Travel buyers welcome the increased competition. "I am hoping regional jets do invite the carriers into each other's back yards. They seem to have lowered the barriers to entry on certain lower-revenue routes and by doing so invited competition back into those markets," said Bill Patient, travel buyer at Elf Atochen in Philadelphia. "In several of our city pairs, regional jet service has helped us maintain or better our relationship with our preferred suppliers."
While carriers sieze choice opportunities to strike behind enemy lines or establish a beachhead at an alternate airport, the RJ also can serve to bolster an airline's hub operation. According to Blissit, the "vast majority of deployments have been to extend the reach of the hubs with more economical aircraft."
Smaller carriers, such as Midway Airlines, also look to RJs to pad hub operations.
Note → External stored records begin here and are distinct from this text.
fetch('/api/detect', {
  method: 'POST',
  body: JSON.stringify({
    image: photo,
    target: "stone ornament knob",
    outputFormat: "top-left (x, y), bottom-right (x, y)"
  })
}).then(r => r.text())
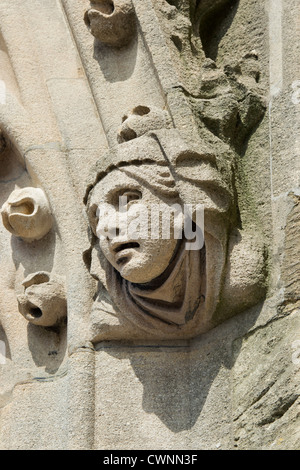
top-left (18, 271), bottom-right (67, 327)
top-left (1, 188), bottom-right (53, 242)
top-left (84, 0), bottom-right (136, 47)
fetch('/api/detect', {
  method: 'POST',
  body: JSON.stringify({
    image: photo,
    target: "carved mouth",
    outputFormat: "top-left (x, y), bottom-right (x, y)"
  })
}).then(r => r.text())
top-left (114, 242), bottom-right (140, 253)
top-left (114, 242), bottom-right (140, 266)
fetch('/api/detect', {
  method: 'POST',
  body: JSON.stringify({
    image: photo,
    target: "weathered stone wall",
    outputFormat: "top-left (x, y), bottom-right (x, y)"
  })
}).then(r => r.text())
top-left (0, 0), bottom-right (300, 450)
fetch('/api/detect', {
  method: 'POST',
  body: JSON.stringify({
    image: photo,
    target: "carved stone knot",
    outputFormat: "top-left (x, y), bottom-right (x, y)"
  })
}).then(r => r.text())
top-left (84, 0), bottom-right (136, 47)
top-left (18, 271), bottom-right (67, 327)
top-left (1, 188), bottom-right (53, 242)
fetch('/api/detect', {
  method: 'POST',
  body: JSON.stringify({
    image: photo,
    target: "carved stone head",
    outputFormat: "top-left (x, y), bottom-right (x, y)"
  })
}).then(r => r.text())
top-left (85, 129), bottom-right (261, 339)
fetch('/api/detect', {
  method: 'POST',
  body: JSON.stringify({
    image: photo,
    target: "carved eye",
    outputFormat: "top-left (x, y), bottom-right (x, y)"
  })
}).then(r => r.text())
top-left (118, 190), bottom-right (142, 207)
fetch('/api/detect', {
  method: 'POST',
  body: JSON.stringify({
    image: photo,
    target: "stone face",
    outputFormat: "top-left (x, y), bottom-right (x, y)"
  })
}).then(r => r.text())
top-left (0, 0), bottom-right (300, 450)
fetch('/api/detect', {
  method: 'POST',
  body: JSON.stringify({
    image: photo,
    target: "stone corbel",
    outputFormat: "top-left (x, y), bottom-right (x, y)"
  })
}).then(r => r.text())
top-left (84, 0), bottom-right (136, 47)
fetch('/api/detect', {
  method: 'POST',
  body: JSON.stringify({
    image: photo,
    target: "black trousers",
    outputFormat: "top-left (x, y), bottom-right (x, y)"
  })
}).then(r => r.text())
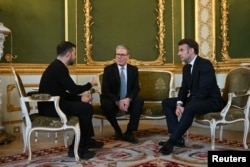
top-left (162, 98), bottom-right (224, 141)
top-left (62, 101), bottom-right (94, 148)
top-left (101, 97), bottom-right (144, 133)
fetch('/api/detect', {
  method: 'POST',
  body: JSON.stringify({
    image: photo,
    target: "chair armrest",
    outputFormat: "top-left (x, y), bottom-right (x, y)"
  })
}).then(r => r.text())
top-left (30, 92), bottom-right (51, 100)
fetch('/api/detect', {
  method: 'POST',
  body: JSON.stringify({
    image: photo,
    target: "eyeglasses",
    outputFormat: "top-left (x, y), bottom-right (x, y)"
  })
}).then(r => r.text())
top-left (115, 53), bottom-right (127, 57)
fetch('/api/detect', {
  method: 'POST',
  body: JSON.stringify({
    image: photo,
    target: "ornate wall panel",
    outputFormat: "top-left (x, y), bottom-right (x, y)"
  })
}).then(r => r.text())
top-left (195, 0), bottom-right (216, 62)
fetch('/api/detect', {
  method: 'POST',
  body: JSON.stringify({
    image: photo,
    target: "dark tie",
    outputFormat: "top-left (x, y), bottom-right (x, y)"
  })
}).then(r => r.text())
top-left (120, 67), bottom-right (127, 99)
top-left (187, 64), bottom-right (192, 75)
top-left (187, 64), bottom-right (192, 89)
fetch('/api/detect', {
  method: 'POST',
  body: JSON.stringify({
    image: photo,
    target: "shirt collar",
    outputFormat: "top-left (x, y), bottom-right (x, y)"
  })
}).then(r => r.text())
top-left (118, 64), bottom-right (127, 70)
top-left (189, 55), bottom-right (197, 66)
Midway's CFO Steven Westberg said the planes have helped make the carrier the largest competitor at Raleigh-Durham, where it accounts for 23 percent of the market. "There is a very clear and measurable benefit to having RJs bring passengers into the hub," Westberg said. "And from Raleigh-Durham, we have been able to add frequency to pre-existing markets and offer new service to smaller ones that had no nonstop flights." Despite its strength at Raleigh-Durham, Westberg is seeing growing competition. US Airways, for instance, has brought its RJs to markets formerly monopolized by Midway. However, Midway has added RJ service to Delta-dominated Atlanta and United's Washington Dulles hub.
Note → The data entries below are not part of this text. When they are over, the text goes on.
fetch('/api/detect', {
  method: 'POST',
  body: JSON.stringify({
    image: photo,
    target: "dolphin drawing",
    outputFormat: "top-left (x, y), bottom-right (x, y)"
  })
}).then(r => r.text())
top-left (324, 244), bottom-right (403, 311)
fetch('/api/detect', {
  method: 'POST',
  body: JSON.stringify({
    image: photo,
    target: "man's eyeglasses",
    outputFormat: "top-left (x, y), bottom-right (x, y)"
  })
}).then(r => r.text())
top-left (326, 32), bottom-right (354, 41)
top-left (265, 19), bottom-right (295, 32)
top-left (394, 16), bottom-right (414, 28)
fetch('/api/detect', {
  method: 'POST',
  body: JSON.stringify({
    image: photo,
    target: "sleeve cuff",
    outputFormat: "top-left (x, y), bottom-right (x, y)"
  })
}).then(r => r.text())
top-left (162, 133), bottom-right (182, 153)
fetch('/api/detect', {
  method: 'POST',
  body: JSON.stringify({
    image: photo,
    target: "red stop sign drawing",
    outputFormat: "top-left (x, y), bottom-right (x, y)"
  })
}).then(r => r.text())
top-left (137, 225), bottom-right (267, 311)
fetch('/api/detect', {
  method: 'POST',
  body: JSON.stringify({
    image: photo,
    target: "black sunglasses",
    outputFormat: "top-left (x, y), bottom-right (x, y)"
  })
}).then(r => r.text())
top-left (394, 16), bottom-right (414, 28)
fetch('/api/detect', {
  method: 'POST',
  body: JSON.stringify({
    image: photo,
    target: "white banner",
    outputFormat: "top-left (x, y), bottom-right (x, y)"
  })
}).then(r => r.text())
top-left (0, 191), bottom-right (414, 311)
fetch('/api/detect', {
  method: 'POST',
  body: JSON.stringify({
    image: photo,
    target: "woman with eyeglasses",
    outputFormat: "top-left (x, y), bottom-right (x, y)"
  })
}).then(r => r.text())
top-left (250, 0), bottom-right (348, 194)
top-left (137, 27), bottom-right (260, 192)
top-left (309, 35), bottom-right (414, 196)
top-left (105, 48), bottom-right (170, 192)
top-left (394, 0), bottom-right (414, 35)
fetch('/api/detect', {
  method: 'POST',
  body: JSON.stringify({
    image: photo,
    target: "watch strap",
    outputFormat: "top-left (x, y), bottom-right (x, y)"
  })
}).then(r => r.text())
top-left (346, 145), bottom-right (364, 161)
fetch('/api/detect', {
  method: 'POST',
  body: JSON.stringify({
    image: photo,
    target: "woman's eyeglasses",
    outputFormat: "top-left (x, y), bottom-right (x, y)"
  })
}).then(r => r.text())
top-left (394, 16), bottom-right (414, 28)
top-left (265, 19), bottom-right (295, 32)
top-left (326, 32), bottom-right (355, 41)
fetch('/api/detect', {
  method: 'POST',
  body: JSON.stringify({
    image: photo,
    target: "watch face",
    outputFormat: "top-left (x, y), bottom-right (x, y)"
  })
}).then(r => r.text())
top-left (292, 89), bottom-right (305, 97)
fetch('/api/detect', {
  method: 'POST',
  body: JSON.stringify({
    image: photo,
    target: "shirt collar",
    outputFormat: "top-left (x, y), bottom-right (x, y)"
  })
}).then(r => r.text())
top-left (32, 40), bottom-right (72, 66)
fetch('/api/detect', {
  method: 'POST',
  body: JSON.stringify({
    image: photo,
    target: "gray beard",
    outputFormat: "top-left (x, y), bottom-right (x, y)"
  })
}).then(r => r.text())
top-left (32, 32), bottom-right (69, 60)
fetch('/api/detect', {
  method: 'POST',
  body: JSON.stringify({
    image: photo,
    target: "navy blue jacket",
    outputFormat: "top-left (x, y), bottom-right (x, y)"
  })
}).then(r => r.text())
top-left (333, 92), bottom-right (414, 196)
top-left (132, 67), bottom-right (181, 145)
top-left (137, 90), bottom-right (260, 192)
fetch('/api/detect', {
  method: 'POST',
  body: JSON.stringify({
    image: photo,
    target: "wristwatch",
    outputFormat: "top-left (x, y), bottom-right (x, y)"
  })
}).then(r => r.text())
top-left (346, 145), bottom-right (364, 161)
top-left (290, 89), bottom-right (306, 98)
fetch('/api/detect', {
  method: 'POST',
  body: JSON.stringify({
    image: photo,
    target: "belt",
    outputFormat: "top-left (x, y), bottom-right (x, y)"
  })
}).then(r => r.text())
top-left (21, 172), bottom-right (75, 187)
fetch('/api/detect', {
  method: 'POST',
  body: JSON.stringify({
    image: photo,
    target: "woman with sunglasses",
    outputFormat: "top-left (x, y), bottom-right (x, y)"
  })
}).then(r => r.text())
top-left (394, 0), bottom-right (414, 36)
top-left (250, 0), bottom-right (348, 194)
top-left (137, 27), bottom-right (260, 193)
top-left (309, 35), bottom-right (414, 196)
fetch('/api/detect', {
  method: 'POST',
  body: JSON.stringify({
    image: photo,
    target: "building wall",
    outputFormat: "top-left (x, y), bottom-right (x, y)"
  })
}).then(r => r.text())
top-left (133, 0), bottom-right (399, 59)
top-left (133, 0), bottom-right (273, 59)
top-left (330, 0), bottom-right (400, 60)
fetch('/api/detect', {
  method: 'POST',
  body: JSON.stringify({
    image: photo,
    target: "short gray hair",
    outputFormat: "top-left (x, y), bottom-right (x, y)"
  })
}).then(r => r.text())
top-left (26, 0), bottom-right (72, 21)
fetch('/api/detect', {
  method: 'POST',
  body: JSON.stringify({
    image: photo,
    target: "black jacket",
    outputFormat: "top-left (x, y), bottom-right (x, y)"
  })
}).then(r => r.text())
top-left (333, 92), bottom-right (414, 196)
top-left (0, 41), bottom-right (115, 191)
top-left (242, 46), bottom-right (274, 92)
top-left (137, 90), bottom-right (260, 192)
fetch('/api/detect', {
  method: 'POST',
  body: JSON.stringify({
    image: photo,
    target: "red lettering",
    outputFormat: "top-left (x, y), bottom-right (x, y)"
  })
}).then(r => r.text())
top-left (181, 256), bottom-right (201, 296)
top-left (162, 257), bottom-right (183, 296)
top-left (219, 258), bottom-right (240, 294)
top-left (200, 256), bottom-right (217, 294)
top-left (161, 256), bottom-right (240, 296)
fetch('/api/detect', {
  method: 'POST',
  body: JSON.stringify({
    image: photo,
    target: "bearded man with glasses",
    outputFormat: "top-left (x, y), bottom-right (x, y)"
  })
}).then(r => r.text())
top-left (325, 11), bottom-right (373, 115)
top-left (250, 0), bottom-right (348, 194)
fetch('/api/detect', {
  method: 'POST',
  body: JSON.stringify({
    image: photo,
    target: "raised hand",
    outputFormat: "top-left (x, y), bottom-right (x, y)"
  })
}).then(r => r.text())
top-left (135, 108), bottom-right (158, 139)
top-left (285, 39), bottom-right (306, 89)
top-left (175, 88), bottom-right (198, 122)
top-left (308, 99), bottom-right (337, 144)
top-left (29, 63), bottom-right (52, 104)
Meanwhile, Midwest Express, through its Skyway Airlines affiliate, became the launch customer for the new 32-seat Dornier 328. Five planes will be added to the fleet by year-end, with 10 more on order (<I>BTN</I>, Oct. 4). The carrier already is using the planes on its newest route, Milwaukee-Pittsburgh. However, US Airways fired back by flying RJs between its Pittsburgh hub and Midwest Express's Milwaukee hub.
Aside from hub battles and spoke skirmishes, airlines are using RJs to replace turboprops in scores of smaller markets."There is a whole range of markets that over the past 10 years could not produce enough passenger demand to fill a 120-seat aircraft, especially not with any frequency, and were therefore relegated to turboprop service," said Blissit. "RJs have basically transformed those markets that heretofore could not support that operation."
Steve Tracas, vice president of sales at US Airways, agreed: "There is a customer cry for them and they let you serve markets that you may not have served before."
Chautauqua and Mesa Airlines operate RJs as United Express affiliates. Chautaqua put its first three ERJ-145s in service this fall, with seven more on the way. Mesa flies 14 CRJs for US Airways, and next month will add the Washington-Toronto route. Mesa also operates 16 of the planes for America West Express, with two on order.